Stephanie Hana Malherbe (born 5 April 1996) is an American-born South African soccer player who plays as a forward. She played for the South Africa women's national team at the 2016 Summer Olympics. She has also played for Swedish club Djurgårdens IF.

==Early life==
She was born on 5 April 1996 in Temecula, California, and attended Great Oak High School there. Both her parents are South Africans who now reside in the United States. Malherbe played football while in high school, being named the South Eastern Conference High School Player of the Year. While attending Texas A&M University where she studies accounting, she began to play for the women's soccer team. She was named to the 2014 National Collegiate Athletic Association All Freshman Team.

==International career==
Malherbe sought South African nationality prior to the qualifiers for the 2016 Summer Olympics in Rio de Janeiro, in order to allow her to play for the South Africa women's national football team in the football tournament. Although she was unable to do so because of holdups in her application, she trained with the women's U20 team. She said that "I was shy and didn’t know if I would be accepted. But the team was very welcoming and now I feel very comfortable among my teammates. I guess as a person you adapt quickly and that’s what I did".

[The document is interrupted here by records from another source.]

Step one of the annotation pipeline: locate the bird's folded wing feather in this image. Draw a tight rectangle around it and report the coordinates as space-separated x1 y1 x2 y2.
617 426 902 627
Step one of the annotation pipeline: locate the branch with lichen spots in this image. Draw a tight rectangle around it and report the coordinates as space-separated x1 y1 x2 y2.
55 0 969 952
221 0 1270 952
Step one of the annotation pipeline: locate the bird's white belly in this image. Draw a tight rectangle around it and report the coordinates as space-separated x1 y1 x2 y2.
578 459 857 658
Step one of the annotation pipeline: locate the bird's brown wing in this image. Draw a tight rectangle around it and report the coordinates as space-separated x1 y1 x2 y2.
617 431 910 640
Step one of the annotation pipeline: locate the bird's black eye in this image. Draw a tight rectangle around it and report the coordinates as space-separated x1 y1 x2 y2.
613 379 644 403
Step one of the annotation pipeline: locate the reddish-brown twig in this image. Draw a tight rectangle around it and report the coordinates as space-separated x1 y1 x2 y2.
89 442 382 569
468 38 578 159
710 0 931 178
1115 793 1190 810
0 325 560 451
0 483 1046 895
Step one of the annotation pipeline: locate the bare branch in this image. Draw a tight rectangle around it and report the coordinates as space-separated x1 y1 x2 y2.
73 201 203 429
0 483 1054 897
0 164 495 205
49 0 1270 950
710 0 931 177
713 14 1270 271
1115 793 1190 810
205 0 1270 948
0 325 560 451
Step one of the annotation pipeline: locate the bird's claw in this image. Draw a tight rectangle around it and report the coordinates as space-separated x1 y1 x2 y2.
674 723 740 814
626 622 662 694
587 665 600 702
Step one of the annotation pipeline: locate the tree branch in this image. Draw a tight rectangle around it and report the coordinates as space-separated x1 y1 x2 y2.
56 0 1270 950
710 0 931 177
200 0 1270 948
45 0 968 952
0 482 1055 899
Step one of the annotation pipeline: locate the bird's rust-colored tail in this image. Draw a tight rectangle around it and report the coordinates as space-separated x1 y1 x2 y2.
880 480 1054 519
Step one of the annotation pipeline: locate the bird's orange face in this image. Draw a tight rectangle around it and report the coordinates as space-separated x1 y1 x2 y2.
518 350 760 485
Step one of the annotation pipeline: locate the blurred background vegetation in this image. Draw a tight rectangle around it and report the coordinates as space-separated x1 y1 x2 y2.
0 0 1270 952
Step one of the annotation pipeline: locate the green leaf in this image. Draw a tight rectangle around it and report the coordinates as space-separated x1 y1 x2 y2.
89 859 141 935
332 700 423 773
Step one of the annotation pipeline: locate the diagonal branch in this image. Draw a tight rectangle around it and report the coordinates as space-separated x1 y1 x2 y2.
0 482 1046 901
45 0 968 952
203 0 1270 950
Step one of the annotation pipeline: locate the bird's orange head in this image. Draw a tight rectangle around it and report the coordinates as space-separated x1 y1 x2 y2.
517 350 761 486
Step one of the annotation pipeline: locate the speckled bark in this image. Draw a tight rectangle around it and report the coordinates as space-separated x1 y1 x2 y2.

Her South Africa documentation arrived prior to the Olympics itself, and so she was chosen for the squad which played there. She said "I never really thought some day I would be at the Olympics. But to be honest, this has been a big dream of mine since I was very young but I never thought I would be able to make it a reality, so it’s very exciting." She made her debut playing against Cameroon women's national football team in Doula, Cameroon, on 25 March 2016.